In a letter to FASB, the Institute explained how a mandatory, uniform standard for expensing stock options would improve current accounting standards:
- First, there is no standard methodology for valuing the cost of stock options. A standardized approach would help all investors evaluate the effects of stock options upon company earnings on a uniform basis.
- Second, the effects of stock options currently are required to be disclosed only in footnotes, rather than in the body of financial statements. While mutual funds and other institutional investors use the information currently provided in the footnotes, it is unclear if all investors make use of this information. Including the effects of stock options in financial statements will ensure that commonly reported items, such as earnings per share, have the same meaning for all companies.

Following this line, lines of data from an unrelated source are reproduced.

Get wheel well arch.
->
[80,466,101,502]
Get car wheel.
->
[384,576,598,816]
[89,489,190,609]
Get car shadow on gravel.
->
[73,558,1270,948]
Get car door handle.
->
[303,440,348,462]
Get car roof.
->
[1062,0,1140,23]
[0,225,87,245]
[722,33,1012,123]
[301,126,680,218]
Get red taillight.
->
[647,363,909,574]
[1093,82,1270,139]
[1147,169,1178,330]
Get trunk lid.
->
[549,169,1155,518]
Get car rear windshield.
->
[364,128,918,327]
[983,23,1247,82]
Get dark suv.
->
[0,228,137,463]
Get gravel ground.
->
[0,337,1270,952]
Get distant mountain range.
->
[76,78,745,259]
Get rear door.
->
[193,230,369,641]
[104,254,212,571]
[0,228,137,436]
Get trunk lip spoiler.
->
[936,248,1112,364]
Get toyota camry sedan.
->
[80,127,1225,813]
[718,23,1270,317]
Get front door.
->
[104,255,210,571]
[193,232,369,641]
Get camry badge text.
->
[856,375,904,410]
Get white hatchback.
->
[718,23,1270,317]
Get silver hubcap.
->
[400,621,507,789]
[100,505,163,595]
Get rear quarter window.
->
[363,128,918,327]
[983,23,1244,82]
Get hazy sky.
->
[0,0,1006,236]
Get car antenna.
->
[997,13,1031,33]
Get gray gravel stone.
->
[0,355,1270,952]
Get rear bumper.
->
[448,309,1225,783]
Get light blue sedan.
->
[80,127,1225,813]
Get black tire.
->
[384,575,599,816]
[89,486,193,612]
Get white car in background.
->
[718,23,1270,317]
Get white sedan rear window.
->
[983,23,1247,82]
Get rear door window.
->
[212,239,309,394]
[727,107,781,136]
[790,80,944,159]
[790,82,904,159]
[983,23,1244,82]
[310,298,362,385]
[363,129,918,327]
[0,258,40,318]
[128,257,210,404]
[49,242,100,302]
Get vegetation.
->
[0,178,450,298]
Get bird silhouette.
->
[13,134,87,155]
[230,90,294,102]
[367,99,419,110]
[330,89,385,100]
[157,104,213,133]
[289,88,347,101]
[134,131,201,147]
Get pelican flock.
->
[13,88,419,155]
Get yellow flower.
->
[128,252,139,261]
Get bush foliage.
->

- Third, accounting rules should not treat stock options differently than other forms of compensation. The mutual fund industry does not believe stock options should be favored, or disfavored, compared to other forms of compensation.
- Lastly, enhanced disclosure by public companies will help ensure that U.S. accounting and disclosure standards are the most rigorous in the world.
The U.S. mutual fund industry has consistently sought to achieve corporate and market reforms that will benefit its 93 million shareholders. The Institute’s support for expensing stock options is the latest in a series of reforms supported by the industry. In 1998, the industry began urging the New York Stock Exchange to require shareholder approval of stock option plans. For several years, the Institute has called for measures to reduce trading costs through improvements in the function and regulation of the equity markets and supported enhanced disclosure of municipal securities.
This year, the Institute has called for: earnings announcements to be improved and expeditiously filed with the SEC; enhanced disclosure rules for loans to and insider selling by senior executives; and disclosure of critical accounting policies. The Institute also supported the Sarbanes-Oxley Act, which makes essential reforms in corporate governance, disclosure, and accountability and ensures strengthened SEC oversight and enforcement.